Dr. Ginger Garner (00:25:23) – You know they’re too heavy. But you also start to think about again from a functional medicine perspective, how well is my liver metabolizing the estrogen that it has? Am I in this kind of dis estrogen ism situation or season? So I treated it. And guess what? It got better, right? So when you’re self treating these things you can mitigate them. But really, really heavy dysfunctional periods to the point of having persistent pervasive anemia even after the cycles were done, like permanently done, still anemic malabsorption, things that we don’t consider strain on my labs. Right. I don’t think that if you’re not a health care provider, maybe you’re not paying attention to it. But I noticed that in spite of eating a really healthy, anti-inflammatory, Mediterranean driven type diet, I wasn’t absorbing antioxidants, I wasn’t absorbing calcium.

Dr. Jessica Drummond (00:26:15) – Or there just wasn’t enough at all. Like you just needed so much.

Dr. Ginger Garner (00:26:20) – Yeah, even with supplementation. So with the diet plus supplementation, plus bone density, weight bearing, building, exercise and all the things that we know are good to prevent these issues from happening, they still were happening.

Dr. Ginger Garner (00:26:35) – And so that kind of the breaking point for Symptomology for me was I’ve had this happen frequently, but of course, it can be very much passed off and ignored. Fortunately, I never had any bladder symptoms, but there were lots of bowel symptoms. There were stretches of kind of unexplained Sibo that made absolutely no sense based on what I do for a living and how I practice so persistent things like that. But really the last one was nerve related. So think sacral plexus, sharp searing. You know, people might mistake it for sciatica, right? Type pain.

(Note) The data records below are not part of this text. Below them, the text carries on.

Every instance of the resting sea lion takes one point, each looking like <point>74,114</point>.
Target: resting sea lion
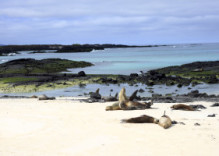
<point>115,106</point>
<point>165,121</point>
<point>110,98</point>
<point>141,119</point>
<point>44,97</point>
<point>126,104</point>
<point>182,107</point>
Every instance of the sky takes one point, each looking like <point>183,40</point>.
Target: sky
<point>133,22</point>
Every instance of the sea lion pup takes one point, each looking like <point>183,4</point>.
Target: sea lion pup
<point>44,97</point>
<point>110,98</point>
<point>114,106</point>
<point>165,121</point>
<point>126,104</point>
<point>182,107</point>
<point>141,119</point>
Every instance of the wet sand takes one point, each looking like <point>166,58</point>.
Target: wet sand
<point>67,127</point>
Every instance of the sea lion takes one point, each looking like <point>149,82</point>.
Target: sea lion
<point>115,106</point>
<point>182,107</point>
<point>95,95</point>
<point>165,121</point>
<point>110,98</point>
<point>141,119</point>
<point>44,97</point>
<point>126,104</point>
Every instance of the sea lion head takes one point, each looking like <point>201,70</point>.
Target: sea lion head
<point>156,121</point>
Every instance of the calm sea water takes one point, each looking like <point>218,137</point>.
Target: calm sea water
<point>131,60</point>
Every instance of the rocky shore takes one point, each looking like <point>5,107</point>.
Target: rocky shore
<point>29,75</point>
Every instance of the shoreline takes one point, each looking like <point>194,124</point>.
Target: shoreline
<point>66,126</point>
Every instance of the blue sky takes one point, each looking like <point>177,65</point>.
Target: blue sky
<point>114,21</point>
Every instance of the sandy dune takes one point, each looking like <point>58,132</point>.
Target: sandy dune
<point>67,127</point>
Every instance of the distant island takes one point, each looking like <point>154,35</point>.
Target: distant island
<point>6,49</point>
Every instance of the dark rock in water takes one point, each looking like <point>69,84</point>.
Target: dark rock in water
<point>134,96</point>
<point>156,95</point>
<point>213,79</point>
<point>215,105</point>
<point>198,106</point>
<point>196,124</point>
<point>141,90</point>
<point>211,115</point>
<point>152,72</point>
<point>133,75</point>
<point>196,94</point>
<point>81,73</point>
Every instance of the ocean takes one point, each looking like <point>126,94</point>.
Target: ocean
<point>130,60</point>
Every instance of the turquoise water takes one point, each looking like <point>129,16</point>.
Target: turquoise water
<point>129,60</point>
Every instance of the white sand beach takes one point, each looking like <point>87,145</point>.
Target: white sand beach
<point>67,127</point>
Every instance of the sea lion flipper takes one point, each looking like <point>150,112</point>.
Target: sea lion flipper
<point>133,96</point>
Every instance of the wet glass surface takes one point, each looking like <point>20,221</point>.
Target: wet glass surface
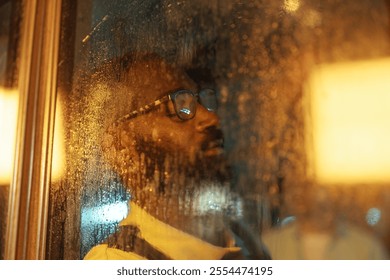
<point>258,56</point>
<point>10,18</point>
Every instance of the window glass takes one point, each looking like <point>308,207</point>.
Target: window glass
<point>237,176</point>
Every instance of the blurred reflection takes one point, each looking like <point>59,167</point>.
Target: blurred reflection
<point>349,121</point>
<point>320,232</point>
<point>8,115</point>
<point>169,155</point>
<point>257,56</point>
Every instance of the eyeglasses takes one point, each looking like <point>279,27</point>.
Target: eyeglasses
<point>184,101</point>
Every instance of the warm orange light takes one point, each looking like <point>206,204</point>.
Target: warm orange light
<point>8,117</point>
<point>348,122</point>
<point>58,164</point>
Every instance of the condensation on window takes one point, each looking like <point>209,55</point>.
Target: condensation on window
<point>257,55</point>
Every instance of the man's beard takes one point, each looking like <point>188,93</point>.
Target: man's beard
<point>171,177</point>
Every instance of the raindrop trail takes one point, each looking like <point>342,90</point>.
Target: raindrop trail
<point>86,38</point>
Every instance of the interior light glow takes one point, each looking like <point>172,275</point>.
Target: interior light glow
<point>8,118</point>
<point>291,5</point>
<point>348,122</point>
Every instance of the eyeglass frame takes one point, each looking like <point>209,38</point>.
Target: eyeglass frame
<point>169,97</point>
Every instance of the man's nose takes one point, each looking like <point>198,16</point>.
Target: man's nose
<point>205,119</point>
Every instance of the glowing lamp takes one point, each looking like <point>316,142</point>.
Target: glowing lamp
<point>348,122</point>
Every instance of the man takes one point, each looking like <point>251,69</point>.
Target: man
<point>168,151</point>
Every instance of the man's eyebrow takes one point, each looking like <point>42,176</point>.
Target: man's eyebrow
<point>168,92</point>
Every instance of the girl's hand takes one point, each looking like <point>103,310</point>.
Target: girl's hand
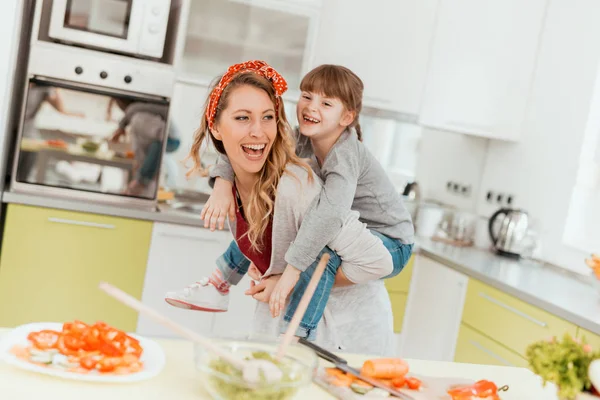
<point>219,205</point>
<point>282,290</point>
<point>262,291</point>
<point>253,272</point>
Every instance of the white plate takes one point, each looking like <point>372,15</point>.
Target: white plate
<point>153,357</point>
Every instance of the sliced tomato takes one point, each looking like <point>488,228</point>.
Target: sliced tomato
<point>91,361</point>
<point>485,388</point>
<point>76,327</point>
<point>413,383</point>
<point>108,364</point>
<point>92,339</point>
<point>43,340</point>
<point>69,345</point>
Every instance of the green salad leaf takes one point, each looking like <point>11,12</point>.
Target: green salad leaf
<point>564,363</point>
<point>281,390</point>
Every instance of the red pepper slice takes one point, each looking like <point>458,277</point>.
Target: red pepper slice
<point>481,389</point>
<point>43,340</point>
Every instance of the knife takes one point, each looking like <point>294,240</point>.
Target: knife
<point>342,364</point>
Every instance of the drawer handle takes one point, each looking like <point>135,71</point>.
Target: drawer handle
<point>188,237</point>
<point>81,223</point>
<point>490,353</point>
<point>513,310</point>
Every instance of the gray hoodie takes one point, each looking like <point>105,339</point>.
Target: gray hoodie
<point>355,180</point>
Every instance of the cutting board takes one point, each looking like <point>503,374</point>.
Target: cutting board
<point>433,388</point>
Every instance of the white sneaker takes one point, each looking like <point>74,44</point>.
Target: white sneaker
<point>200,296</point>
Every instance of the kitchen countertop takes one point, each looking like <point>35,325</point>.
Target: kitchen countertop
<point>180,380</point>
<point>553,289</point>
<point>558,291</point>
<point>165,214</point>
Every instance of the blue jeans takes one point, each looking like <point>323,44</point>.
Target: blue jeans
<point>234,265</point>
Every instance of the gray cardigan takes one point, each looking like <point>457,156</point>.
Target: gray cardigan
<point>355,180</point>
<point>354,315</point>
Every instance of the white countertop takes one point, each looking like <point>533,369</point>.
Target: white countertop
<point>179,380</point>
<point>553,289</point>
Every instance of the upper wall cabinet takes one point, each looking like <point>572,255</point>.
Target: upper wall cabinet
<point>481,66</point>
<point>386,43</point>
<point>220,33</point>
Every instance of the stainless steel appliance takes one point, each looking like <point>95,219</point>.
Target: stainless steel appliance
<point>135,27</point>
<point>509,232</point>
<point>82,136</point>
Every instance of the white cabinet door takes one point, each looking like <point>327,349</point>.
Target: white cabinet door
<point>386,43</point>
<point>433,311</point>
<point>481,66</point>
<point>181,255</point>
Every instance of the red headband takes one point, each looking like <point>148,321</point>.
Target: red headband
<point>258,67</point>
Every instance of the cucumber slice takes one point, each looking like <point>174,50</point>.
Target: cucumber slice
<point>360,389</point>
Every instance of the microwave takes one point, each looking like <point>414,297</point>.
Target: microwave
<point>134,27</point>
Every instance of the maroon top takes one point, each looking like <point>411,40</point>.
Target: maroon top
<point>262,259</point>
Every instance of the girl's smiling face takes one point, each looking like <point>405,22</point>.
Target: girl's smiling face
<point>319,115</point>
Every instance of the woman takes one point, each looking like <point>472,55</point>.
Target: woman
<point>245,119</point>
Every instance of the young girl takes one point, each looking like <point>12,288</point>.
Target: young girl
<point>329,133</point>
<point>261,226</point>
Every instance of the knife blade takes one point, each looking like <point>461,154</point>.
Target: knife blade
<point>342,364</point>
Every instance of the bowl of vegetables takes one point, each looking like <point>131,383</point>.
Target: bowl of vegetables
<point>224,382</point>
<point>571,364</point>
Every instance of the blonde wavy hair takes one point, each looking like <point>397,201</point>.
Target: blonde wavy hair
<point>262,197</point>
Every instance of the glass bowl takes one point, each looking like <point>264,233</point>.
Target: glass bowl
<point>223,382</point>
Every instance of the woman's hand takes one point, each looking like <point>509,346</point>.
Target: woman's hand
<point>219,205</point>
<point>341,280</point>
<point>282,290</point>
<point>262,291</point>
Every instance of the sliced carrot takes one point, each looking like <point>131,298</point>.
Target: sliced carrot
<point>413,383</point>
<point>335,372</point>
<point>363,384</point>
<point>399,382</point>
<point>385,368</point>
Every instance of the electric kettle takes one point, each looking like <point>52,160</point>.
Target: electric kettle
<point>509,232</point>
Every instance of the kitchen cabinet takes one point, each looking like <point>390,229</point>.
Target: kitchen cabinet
<point>481,68</point>
<point>386,43</point>
<point>591,338</point>
<point>433,311</point>
<point>474,348</point>
<point>221,33</point>
<point>397,288</point>
<point>508,320</point>
<point>53,260</point>
<point>179,256</point>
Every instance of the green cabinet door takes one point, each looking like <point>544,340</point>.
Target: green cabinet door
<point>52,261</point>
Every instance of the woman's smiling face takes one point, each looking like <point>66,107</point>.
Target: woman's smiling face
<point>247,127</point>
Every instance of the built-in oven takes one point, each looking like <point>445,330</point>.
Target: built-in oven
<point>85,137</point>
<point>135,27</point>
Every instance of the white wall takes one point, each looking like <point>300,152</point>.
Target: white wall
<point>446,156</point>
<point>10,16</point>
<point>541,169</point>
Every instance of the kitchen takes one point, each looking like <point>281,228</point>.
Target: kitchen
<point>480,121</point>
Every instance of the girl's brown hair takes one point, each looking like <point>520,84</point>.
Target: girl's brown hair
<point>262,197</point>
<point>340,83</point>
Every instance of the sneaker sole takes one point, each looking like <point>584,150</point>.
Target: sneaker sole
<point>189,306</point>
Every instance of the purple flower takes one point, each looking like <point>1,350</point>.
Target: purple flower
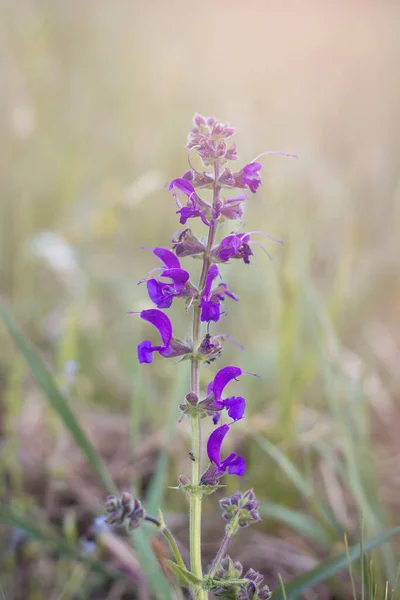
<point>196,207</point>
<point>249,177</point>
<point>234,463</point>
<point>163,324</point>
<point>234,246</point>
<point>235,405</point>
<point>162,294</point>
<point>233,208</point>
<point>211,299</point>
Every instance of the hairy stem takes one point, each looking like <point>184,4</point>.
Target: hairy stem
<point>229,533</point>
<point>169,537</point>
<point>196,495</point>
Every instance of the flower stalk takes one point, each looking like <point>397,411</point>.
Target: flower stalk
<point>196,494</point>
<point>167,283</point>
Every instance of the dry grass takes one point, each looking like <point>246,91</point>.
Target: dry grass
<point>95,104</point>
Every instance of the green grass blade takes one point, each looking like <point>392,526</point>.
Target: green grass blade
<point>301,484</point>
<point>331,566</point>
<point>57,400</point>
<point>298,521</point>
<point>157,485</point>
<point>150,566</point>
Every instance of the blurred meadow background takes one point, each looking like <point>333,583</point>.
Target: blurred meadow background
<point>96,101</point>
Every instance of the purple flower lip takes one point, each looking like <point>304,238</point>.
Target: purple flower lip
<point>234,463</point>
<point>161,293</point>
<point>235,405</point>
<point>196,207</point>
<point>211,299</point>
<point>237,245</point>
<point>170,347</point>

Dr. Jessica Drummond (00:27:12) – So for people who are less clinical, that’s like all the nerves that come out of the lower part of the spine. So it could be anywhere in the back, in the hips and the pelvis, in the down, the legs burning all of that.

Dr. Ginger Garner (00:27:25) – Yeah. Like piriformis syndrome, a thing that just rarely is a driver of anything, you know. Yeah.

Dr. Jessica Drummond (00:27:32) – Just but it’s.

Dr. Ginger Garner (00:27:32) – Like band syndrome. If you’re from a syndrome, I’m like, don’t talk to me about that.

Dr. Ginger Garner (00:27:36) – That’s not an actual diagnosis. But that’s what it would have been mistaken for is piriformis syndrome. I would have been sent home from the E.R. with, you know, more drugs, more meds, just to mask everything. But I ended up in the Ed anyway because I couldn’t breathe. I could not stand up, I couldn’t walk, and I went through these bouts that I’ve actually told no one before now. So this is the first time I’ve ever shared this story.

Dr. Jessica Drummond (00:28:01) – Thank you for being so vulnerable.

Dr. Ginger Garner (00:28:03) – Yeah, publicly. Where no one knew this because you didn’t want to draw attention to yourself. You’re a clinician. You need to go to work and not be the sick one. So I would have to take days off because I couldn’t walk. I’d have to emulate around my house with a cane. I could not bear weight on my leg.

Dr. Jessica Drummond (00:28:22) – And the shortness of breath was a because it was so painful. Or did you actually have like, lung pathology?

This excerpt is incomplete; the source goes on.